Thomas Yang, a creative director, has masterfully created images of the Empire State Building, the Eiffel Tower, the Tower Bridge, and China's Forbidden City by painstakingly dipping bike tires in black paint and rolling them across a canvas.
The result of the strategically placed tire tracks is astonishing.
"A collection of art prints that not only feature but is also driven by the passion for cycling," says Yang's "100copies" website in describing his bicycle art. "As with cycling, speed is of the essence, so each piece of work is limited to 100 copies only."
Yang told GrindTV that the idea came while he was toying with ways of how he could paint with a bicycle.
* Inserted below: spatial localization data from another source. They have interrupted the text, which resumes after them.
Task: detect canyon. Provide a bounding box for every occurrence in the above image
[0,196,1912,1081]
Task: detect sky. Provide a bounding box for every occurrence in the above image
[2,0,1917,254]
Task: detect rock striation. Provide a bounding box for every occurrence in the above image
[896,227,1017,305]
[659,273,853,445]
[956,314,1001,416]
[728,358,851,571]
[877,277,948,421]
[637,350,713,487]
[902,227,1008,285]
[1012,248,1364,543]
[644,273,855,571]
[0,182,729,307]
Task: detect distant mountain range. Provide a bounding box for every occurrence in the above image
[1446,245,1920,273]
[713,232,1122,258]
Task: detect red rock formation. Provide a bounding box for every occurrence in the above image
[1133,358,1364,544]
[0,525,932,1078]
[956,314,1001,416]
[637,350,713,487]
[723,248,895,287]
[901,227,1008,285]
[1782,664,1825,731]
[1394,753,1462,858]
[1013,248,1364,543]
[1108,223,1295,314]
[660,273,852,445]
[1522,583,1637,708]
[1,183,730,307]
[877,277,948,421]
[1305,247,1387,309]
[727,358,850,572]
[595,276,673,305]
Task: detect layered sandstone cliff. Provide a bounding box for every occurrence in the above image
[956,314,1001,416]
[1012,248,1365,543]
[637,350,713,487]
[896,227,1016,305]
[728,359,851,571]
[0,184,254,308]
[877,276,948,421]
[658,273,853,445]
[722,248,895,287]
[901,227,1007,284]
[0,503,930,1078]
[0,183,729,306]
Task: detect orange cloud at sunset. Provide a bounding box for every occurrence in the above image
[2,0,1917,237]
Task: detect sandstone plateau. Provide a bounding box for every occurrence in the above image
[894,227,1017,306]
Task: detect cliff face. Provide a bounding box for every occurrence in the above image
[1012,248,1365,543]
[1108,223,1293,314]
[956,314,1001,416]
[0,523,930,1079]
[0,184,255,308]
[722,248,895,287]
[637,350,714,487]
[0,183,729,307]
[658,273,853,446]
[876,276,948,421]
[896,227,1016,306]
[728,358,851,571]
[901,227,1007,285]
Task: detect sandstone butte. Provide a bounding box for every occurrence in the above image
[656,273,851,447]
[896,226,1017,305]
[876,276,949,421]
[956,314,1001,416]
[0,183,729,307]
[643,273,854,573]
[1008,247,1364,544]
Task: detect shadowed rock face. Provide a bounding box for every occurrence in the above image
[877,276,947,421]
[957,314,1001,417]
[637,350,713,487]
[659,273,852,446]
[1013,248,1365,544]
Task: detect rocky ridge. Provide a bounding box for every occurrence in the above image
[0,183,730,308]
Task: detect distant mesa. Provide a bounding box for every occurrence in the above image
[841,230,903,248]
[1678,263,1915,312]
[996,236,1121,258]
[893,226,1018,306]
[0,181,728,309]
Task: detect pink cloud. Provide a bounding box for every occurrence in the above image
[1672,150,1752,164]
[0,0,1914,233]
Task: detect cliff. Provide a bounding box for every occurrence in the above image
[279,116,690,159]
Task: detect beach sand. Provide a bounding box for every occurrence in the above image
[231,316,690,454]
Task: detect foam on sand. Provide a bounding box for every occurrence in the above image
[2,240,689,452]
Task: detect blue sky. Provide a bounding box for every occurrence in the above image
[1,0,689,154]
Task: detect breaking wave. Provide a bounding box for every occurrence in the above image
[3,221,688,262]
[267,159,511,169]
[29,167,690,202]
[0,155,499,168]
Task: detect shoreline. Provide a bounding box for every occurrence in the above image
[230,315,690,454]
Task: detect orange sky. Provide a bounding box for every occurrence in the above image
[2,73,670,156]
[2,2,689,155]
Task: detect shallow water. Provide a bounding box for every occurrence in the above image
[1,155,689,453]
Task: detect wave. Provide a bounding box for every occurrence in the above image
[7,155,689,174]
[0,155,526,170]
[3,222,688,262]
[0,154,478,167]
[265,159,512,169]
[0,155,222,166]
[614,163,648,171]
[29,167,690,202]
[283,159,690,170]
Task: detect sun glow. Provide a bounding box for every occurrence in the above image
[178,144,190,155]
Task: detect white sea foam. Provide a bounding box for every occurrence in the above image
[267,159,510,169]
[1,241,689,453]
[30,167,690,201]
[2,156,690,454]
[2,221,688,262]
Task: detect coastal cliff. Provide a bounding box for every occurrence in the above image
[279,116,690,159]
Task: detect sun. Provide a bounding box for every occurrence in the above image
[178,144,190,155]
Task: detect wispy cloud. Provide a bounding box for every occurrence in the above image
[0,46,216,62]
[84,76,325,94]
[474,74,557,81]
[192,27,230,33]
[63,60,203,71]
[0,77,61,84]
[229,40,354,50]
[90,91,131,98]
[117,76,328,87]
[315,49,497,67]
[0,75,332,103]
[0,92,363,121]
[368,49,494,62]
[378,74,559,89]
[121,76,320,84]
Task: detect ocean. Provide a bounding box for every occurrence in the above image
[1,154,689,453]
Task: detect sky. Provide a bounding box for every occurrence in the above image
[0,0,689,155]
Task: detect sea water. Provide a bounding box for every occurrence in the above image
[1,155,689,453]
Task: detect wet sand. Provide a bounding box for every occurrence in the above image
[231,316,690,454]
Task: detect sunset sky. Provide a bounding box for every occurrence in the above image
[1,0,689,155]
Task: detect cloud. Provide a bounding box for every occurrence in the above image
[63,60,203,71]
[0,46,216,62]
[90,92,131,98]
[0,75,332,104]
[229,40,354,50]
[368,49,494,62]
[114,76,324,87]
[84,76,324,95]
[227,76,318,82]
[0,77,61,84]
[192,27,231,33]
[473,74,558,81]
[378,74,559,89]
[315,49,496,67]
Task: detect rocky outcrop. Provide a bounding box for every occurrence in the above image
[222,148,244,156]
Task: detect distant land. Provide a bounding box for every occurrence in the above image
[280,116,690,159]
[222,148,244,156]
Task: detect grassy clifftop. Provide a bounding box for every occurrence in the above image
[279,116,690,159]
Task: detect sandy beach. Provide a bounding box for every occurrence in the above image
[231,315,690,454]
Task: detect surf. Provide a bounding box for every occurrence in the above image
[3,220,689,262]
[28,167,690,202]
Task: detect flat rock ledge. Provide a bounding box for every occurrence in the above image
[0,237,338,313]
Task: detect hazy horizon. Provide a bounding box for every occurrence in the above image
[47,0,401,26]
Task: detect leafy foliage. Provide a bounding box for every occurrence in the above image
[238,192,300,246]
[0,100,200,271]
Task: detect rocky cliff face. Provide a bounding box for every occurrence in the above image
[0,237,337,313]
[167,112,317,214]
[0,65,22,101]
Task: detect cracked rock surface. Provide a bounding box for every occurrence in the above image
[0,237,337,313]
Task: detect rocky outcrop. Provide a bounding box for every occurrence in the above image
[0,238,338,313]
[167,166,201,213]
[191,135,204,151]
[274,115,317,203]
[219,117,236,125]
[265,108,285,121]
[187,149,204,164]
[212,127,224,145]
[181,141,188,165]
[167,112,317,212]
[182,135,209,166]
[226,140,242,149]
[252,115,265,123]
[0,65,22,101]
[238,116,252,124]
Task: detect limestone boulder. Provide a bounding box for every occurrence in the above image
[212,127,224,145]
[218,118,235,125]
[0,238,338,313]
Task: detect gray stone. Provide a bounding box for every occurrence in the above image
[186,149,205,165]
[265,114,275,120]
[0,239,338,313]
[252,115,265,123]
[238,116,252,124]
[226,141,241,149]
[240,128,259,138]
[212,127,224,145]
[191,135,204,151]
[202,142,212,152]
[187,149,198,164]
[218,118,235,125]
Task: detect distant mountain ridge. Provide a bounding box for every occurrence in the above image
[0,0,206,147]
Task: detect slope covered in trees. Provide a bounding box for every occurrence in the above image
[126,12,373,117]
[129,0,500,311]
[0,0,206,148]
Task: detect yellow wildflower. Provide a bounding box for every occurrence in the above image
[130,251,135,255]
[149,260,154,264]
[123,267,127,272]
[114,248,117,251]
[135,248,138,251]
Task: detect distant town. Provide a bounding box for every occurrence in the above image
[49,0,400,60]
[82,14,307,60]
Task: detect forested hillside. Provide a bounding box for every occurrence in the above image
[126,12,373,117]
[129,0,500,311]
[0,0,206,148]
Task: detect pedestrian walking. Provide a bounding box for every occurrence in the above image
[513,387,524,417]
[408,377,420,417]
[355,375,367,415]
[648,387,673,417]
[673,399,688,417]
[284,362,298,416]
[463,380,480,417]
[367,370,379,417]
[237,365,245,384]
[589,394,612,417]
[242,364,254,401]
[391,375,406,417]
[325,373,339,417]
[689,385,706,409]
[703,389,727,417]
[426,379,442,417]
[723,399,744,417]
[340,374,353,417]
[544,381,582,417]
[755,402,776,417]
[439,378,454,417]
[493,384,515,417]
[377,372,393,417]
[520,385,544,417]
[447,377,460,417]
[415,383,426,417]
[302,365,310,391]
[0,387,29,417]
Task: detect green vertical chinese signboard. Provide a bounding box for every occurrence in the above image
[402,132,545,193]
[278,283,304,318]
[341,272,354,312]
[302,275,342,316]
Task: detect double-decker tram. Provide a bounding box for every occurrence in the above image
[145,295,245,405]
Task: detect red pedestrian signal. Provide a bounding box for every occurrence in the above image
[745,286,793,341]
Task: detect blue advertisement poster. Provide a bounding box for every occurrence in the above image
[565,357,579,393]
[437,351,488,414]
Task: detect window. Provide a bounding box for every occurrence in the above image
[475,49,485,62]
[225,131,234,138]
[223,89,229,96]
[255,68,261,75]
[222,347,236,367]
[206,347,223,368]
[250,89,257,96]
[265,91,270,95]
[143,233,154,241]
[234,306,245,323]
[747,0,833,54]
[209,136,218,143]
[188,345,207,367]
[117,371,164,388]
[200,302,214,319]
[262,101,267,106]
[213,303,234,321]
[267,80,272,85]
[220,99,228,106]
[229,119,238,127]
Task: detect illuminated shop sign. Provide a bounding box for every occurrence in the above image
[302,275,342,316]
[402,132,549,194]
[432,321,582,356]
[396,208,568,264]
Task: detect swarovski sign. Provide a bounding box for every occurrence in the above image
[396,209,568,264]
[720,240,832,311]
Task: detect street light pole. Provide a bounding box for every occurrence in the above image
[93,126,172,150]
"Tire tracks was the first thing in mind [sic]," Yang said. "Then I went further to explore the characteristics on each of the tire patterns and realized that I could possibly paint some building structures.
"The process was very difficult. I started choosing the landmarks that I wanted to paint. The landmarks represented got to be popular with their cycling culture in that city and therefore the rationale."
He used the tires from his own bike and those from neighbors as well as finding and buying tires with unique patterns online.
"The process is a pain, actually," he admitted. "Each of the landmarks were made with at least 40 trials to give you the best end result.
"The washing and restarting a brand new piece is very tedious."
The response to his bicycle art has been overwhelming.
His first creation, "The Cyclist's Empire" (the Empire State Building), was offered for sale in March and sold out in four days. The other three designs--"God Save the Bike" (Tower Bridge), "Bicycle Mon Amour" (Eiffel Tower) and "The Unforbidden Cyclist" (the Forbidden City)--all sold out within a week.
Yang has launched a second tire tracks edition series whereby all four prints will be available in a set, thereby differentiating them from the first edition.
Bicycle art using tire tracks? What could possibly be next?